I. Formation of 10th Battalion

At the commencement of the year 1917 another battalion was added to the Buffs and from that time onward took a very interesting and important part in the fighting done by the regiment. The first deeds of arms accomplished by this, the 10th Battalion, were in Egypt and Palestine, and it may be as well to state baldly what had been happening in this region from the commencement of the war till the end of the year 1916 and to explain then how the 10th Buffs suddenly came into existence, as they did, on Egyptian soil on the 1st February, 1917.

As early as November, 1914, the Turk, who claimed to be the suzerain of the Land of Egypt and had always been jealous of the practical governorship exercised by the English, had advanced in considerable force on the Suez Canal; and perhaps it was only the arrival in the country, soon afterwards, of strong Australian and New Zealand contingents which had enabled the somewhat meagre garrison to hold its own. Even as it was the enemy had made a determined attempt to cross the Canal in February, 1915, and only retired from its neighbourhood in the following April.

Sir Archibald Murray was appointed to the supreme command in December, 1915, and Sollum, on the sea coast, something over two hundred miles west of Alexandria, was occupied in March, 1916, because of a troublesome tribe in those parts called the Senussi, who had been egged on by our enemies to make themselves a nuisance and who had to be dealt with. In August, 1916, the Turks had attacked at Romani, near the sea and a few miles east of the Suez Canal, but they had been badly beaten, and in September had withdrawn further along the coast to El Arish. On the 21st December the British occupied El Arish and two days later Magdhabar. They also carried the Turkish position at Rafa, near the coast and on the frontier of Egypt and Palestine, on the 9th January, 1917. To follow up these successes and advance on Gaza was now Sir Archibald Murray’s plan of campaign, and the army under his command was carefully prepared and reorganized for the adventure.

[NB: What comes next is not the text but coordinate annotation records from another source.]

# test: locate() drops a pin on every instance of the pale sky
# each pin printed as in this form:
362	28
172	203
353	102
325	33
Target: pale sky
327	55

There was at this time in Egypt a considerable quantity of dismounted Yeomanry, dismounted simply because of the paucity of horses, and it was determined to form of them the 74th Infantry Division, consisting of the usual number of infantry brigades and infantry battalions, and working entirely on infantry lines, excepting for certain slight matters such as the use of trumpets instead of bugles and the like.